What’s the name of your car?
I mean, you’ve named your car, right?
I actually haven’t, but if I had to choose, I’d call it “Tommy.”
It’s somehow a companion: I talk to it, it follows me on every trip, I take care of it, and I’m afraid something bad might happen to it.
Now, what about the names of your data tools?
We make decisions with them, we spend our days with them, we get frustrated with them, we take care of them.
Yet we don’t name[1] them—beyond their actual boring names. They might have cute duck, octopus, or engine-like faces, but that doesn’t help us form a personal connection. Everyone uses the same tools.
Kids, too, play with the same toys. But they ultimately give them personal names.
There’s something intrinsic to our software tools: they don’t exist in our physical world. And so, it’s hard to feel the same attachment as we do with our cars or toys.
I’ve been rediscovering my old Sony PSP recently, and wow! The buttons, the lightness, the screen—everything is so well made. The same feeling goes with a vinyl record, a book, a nice chessboard. Chess players even bridge the gap between the real and the virtual with these incredible chessboards.
The keyboard is likely the closest physical object to our digital tools. It’s not surprising to find fans of mechanical keyboards and custom keycaps quite easily.
Should we have keycaps for dbt—a hotkey to open our dbt project in Cursor? The same for BigQuery, Metabase, or ChatGPT.
These are basically our CMD+OPTION+<the key you never remember because you only use the tool once a quarter>
shortcuts embedded in our physical world.
I feel we’d make these tools more like companions if we could truly make them our own.
Yes, software should be soft. But the revival of BlackBerry, the fandom around mechanical keyboards, the Car Thing from Spotify, or the Claude Poetry camera all refresh the idea that the best instrument is a companion. It's sometimes weird. It can break. It needs care.
And now, it can even “talk” to you.
📡 Expected Contents
Betting Against Agents
Resonating with the intro: this post comes with very good arguments on why we shouldn't focus too much on agents.
Long story short: error rates compound exponentially in multi-step workflows. 95% reliability per step is equivalent to 36% success over 20 steps.
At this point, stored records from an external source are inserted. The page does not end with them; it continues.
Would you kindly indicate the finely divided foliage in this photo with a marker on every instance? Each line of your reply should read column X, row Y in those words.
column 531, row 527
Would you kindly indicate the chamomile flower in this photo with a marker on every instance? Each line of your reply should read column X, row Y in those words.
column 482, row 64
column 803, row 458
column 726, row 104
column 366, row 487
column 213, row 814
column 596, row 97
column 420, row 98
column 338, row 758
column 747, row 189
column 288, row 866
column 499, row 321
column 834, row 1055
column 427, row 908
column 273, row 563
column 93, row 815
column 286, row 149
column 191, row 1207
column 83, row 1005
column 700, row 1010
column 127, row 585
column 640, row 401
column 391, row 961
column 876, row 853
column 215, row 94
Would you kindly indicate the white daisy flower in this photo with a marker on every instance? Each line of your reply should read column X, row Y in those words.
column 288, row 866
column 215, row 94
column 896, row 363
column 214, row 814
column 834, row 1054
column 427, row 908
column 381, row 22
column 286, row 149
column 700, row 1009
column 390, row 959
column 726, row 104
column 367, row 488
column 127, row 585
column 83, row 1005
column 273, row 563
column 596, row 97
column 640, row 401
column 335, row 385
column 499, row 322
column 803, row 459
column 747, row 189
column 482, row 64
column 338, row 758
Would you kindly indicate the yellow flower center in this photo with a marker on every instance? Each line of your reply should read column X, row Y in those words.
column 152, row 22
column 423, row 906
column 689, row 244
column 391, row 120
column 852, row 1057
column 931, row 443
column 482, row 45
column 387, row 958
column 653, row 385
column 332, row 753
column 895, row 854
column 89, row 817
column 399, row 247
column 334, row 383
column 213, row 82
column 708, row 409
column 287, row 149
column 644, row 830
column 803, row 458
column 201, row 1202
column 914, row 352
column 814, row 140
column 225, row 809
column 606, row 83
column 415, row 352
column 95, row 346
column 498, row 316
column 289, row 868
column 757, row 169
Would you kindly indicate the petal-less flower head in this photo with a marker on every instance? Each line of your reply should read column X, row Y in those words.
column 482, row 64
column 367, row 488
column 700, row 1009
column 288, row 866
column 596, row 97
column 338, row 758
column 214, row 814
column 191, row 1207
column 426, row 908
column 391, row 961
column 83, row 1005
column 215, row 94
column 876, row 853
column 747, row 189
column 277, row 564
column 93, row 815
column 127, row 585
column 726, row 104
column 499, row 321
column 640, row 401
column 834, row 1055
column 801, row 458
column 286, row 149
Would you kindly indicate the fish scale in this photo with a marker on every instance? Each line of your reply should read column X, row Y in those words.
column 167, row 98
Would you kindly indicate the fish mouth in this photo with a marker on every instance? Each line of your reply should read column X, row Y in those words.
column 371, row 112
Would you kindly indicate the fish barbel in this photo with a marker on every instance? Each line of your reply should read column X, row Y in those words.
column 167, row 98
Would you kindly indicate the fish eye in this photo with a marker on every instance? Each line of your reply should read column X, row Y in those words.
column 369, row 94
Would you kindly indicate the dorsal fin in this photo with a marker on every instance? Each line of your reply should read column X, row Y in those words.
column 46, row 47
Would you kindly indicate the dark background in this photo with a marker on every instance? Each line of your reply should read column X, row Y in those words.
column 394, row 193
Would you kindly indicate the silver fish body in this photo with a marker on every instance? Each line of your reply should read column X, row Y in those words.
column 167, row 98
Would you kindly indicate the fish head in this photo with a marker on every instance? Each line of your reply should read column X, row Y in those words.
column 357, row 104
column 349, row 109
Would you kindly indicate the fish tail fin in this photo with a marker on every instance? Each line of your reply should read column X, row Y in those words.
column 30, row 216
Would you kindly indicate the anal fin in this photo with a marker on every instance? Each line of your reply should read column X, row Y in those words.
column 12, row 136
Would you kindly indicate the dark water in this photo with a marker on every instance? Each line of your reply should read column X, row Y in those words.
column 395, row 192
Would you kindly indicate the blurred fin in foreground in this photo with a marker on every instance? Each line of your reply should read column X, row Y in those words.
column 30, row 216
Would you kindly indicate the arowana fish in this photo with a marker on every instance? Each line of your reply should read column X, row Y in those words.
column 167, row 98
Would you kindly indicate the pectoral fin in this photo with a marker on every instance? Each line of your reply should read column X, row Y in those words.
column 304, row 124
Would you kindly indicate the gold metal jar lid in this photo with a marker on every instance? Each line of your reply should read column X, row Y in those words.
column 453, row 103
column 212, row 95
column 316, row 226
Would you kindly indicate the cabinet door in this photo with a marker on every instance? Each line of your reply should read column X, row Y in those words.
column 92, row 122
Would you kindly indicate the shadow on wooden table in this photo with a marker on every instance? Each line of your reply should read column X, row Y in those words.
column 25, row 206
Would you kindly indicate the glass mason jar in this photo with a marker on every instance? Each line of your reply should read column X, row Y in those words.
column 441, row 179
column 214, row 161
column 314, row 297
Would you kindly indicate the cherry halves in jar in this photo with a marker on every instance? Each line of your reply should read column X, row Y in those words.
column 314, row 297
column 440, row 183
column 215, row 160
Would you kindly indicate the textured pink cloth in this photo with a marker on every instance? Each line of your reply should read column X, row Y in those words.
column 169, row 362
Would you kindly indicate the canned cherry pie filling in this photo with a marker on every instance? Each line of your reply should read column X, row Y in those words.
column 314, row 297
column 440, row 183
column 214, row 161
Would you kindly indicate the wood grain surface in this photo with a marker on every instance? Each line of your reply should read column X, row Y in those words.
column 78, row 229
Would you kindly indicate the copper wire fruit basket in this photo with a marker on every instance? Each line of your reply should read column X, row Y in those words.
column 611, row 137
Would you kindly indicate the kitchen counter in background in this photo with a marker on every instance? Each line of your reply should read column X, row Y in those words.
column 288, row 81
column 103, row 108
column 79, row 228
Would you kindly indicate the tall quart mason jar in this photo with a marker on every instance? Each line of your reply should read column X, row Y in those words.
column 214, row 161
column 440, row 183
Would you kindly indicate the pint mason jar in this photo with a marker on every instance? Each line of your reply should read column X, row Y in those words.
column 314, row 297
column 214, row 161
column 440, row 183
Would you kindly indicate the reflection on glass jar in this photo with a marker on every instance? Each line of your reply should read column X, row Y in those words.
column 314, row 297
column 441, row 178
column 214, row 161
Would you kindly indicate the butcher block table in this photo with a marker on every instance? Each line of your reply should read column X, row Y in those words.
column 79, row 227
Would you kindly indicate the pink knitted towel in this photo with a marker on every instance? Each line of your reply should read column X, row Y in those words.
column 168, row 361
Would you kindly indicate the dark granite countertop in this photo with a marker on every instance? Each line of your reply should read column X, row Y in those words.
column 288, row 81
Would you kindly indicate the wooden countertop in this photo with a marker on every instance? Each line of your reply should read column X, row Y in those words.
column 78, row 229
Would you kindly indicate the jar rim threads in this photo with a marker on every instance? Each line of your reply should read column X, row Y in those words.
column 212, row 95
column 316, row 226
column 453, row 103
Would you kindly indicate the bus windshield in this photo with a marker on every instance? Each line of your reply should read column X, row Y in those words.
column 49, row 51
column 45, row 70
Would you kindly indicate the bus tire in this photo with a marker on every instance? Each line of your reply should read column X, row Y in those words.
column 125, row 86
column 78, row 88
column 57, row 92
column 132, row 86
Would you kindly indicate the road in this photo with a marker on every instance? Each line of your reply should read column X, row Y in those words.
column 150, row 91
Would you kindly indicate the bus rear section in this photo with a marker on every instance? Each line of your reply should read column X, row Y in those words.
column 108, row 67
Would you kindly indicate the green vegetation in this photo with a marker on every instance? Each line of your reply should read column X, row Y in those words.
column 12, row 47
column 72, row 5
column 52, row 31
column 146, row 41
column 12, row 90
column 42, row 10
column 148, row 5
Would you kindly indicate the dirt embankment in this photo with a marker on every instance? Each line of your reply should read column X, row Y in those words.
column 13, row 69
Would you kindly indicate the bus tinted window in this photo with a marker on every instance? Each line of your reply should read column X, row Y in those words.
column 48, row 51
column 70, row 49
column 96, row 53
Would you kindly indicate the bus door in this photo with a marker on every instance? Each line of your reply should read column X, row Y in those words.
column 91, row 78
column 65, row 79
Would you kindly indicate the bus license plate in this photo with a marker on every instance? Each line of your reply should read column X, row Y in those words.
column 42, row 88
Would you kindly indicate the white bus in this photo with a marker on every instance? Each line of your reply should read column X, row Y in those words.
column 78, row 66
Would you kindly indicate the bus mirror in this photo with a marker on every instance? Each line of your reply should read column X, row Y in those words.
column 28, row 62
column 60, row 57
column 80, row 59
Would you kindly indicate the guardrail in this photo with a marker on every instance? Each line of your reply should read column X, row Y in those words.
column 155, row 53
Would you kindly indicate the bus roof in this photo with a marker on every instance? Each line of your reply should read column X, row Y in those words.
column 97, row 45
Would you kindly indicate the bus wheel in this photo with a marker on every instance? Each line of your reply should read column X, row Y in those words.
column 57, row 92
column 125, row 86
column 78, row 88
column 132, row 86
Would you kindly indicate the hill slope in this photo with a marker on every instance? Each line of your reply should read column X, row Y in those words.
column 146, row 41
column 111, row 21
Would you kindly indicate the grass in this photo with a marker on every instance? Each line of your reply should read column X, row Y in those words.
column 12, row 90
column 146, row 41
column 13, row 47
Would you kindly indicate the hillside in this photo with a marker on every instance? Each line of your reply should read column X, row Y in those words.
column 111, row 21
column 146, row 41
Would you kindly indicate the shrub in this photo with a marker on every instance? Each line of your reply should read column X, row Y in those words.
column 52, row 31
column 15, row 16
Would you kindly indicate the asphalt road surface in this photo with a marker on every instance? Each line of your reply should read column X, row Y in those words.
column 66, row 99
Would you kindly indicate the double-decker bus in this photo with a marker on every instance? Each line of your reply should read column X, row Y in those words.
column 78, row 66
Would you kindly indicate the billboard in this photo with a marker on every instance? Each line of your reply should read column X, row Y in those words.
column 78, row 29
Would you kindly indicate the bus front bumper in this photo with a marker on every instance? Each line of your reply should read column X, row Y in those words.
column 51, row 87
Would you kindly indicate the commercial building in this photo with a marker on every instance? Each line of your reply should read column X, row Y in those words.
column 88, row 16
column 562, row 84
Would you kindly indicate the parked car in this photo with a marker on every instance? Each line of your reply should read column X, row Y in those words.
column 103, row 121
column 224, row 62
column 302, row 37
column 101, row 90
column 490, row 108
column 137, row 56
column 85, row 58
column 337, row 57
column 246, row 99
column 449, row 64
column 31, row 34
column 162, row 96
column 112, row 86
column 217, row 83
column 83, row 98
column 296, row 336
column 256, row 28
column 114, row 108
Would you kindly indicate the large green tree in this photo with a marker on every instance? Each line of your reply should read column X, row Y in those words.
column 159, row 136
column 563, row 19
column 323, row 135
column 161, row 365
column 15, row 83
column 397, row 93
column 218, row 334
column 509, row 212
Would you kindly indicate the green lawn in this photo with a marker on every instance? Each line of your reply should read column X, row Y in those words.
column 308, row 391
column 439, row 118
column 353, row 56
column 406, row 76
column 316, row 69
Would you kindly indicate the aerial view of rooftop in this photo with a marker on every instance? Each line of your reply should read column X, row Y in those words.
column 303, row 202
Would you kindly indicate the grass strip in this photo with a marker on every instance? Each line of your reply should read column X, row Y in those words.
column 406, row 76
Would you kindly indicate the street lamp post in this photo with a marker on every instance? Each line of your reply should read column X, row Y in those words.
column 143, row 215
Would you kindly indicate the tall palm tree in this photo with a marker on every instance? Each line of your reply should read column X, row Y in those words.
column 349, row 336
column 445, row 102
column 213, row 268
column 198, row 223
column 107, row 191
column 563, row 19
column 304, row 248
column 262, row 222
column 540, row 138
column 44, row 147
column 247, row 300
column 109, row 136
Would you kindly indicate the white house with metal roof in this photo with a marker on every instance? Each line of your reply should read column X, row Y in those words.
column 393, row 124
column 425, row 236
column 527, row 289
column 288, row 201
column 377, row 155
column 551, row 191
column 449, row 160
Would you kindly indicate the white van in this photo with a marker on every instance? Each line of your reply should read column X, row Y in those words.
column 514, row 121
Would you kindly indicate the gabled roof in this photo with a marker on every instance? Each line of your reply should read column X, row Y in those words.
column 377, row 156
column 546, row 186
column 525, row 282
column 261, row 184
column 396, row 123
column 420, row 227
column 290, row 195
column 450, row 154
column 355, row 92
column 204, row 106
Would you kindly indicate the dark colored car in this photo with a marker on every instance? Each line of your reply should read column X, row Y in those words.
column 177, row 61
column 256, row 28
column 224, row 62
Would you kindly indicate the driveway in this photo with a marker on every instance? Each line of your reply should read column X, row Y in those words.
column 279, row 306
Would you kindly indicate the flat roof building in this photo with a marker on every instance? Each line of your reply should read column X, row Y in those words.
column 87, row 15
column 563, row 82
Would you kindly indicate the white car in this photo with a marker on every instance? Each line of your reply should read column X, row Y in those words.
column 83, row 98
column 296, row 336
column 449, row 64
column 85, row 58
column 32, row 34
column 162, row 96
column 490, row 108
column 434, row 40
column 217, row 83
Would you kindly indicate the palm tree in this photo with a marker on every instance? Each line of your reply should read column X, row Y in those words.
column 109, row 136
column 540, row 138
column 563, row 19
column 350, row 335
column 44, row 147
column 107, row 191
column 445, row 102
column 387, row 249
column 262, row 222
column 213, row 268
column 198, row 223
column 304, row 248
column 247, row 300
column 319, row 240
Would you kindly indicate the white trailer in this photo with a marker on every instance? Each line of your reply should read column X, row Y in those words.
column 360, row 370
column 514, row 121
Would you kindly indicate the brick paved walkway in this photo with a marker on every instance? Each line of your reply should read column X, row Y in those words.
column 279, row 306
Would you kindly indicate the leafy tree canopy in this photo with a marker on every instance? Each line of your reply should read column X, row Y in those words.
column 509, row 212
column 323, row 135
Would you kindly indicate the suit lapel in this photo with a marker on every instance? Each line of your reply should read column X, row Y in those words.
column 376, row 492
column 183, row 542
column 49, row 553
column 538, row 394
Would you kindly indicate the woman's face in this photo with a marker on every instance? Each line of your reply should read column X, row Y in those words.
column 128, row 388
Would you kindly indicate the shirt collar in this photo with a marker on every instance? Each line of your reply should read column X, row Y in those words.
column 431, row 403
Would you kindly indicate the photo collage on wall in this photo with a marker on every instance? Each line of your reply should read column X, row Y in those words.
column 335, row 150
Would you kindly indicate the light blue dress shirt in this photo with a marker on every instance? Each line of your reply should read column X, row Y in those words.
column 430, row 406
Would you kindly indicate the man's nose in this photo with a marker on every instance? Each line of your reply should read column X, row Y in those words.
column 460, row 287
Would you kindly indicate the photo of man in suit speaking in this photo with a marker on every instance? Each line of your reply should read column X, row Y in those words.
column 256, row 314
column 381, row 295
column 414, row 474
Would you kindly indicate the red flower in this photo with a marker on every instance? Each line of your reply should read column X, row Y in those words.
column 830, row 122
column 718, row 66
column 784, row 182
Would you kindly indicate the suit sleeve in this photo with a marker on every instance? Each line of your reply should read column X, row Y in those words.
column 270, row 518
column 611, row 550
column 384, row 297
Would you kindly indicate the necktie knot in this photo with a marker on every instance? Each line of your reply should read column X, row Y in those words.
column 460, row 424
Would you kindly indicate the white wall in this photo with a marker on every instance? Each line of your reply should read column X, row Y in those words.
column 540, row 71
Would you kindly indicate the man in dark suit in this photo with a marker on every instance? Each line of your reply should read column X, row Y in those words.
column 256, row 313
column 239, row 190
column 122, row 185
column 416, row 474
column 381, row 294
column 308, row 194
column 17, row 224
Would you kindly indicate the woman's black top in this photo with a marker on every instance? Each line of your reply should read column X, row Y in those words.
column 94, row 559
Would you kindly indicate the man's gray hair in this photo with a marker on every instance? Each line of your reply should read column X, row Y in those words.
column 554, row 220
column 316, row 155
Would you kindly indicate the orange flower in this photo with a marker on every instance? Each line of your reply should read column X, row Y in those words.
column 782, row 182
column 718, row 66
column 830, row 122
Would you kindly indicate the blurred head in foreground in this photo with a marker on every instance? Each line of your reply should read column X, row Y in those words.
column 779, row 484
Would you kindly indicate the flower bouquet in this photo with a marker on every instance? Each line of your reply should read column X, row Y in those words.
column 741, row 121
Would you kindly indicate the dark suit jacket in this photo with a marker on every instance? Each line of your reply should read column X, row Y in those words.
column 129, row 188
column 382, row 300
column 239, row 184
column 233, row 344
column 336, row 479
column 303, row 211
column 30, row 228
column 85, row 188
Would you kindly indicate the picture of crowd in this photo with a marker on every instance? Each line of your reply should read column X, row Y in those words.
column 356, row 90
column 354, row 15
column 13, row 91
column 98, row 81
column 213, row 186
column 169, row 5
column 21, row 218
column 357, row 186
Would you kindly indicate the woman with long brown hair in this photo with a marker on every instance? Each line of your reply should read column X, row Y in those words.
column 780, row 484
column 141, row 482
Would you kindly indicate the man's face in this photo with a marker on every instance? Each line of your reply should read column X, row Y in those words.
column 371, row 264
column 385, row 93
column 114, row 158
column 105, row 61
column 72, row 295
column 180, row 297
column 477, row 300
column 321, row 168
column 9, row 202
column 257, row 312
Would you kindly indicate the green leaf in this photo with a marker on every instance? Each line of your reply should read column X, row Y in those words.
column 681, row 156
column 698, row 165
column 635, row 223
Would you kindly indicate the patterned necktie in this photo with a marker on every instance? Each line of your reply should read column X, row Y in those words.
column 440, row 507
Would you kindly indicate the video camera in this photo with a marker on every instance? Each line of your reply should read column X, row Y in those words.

In reality, we usually need 99.9%...
Also, context windows create quadratic token costs making long autonomous conversations economically unsustainable.
It's not that agents don't work. It's that they don't work like we thinks. Don't get me wrong, I'm bullish on AI in general, but this read among others confirms that the current narrative suggesting 2025 is the breakthrough year is less and less a good conjecture.
Must read!
Thoughts on DuckLake
I didn't follow that much DuckLake announcement a few month ago. Max gives good thoughts on this post.
I'm not sure if such a framework is really needed right now. But I kinda expect the Duck team to have a proper plan and deploy the project even more on the market shortly.
dbt + AI follow up
AI isn’t just for modeling—here’s a sharp breakdown of how it can drive robust data testing and monitoring, too.
This second part of Mikkel's blog walks through pairing dbt with AI to automate checks, flag anomalies, and keep your data quality tight. Worth a read if you want to see what the future of analytics engineering looks like in practice.
Related: lately I thought about the sub-agent thing brought by Claude. I feel more and more eager to write these agents' "brain" prompts rather than writing code myself. Committed as markdown in the repo, and the entire team can use these robots to work way faster. Nothing really new, just wondering if it's one orthogonal path alongside semantic layering and more tooling for humans 🤔. To be continued.
Using uvx
If like me you write more and more CLI for daily operations, you might be interested in uvx:
The most important aspect is defining entry points (console scripts) in your pyproject.toml
. This tells uvx which commands are available when the package is installed:
[project]
name = "your-package"
version = "0.1.0"
description = "Your tool description"
[project.scripts]
your-command = "your_package.module:main_function"
another-command = "your_package.cli:cli_main"
When uvx is invoked, uv installs the corresponding package, which provides the command. The tool looks for executable commands defined in the package's entry points.
📰 The Blog Post
No blog post this time. I'm keen to explore more around UX for data + LLM, so I hope to write some follow ups of the last post with Julien. Here is the link again I you didn't read it yet.
🎨 Beyond The Bracket
This is code vibing.
I've been playing piano on the side for a decade now[2] and I'm always amazed by how technology helps to learn and develop new sounds, new vibe.
This time the instrument is code.
Playing around Strudel makes you see music in a totally different way. It gives new ideas.
It's again a call for me to draw a parallel with how literature, cognitive, and linguistic studies can help us use our new toys in novel ways and explore our own selves.
Just returned to France after a month in the US. Loved it! Felt like being a kid again - everything seemed fresh and waiting to be explored. Sure, there's probably novelty bias at play (only my second US trip). But after experiencing the wildlife and those massive open spaces, I feel cramped back in this tiny French box.
Already tons of things planned for the back to school - with a stop in London in September. I'll be in BigData London for those wanting to hang out there!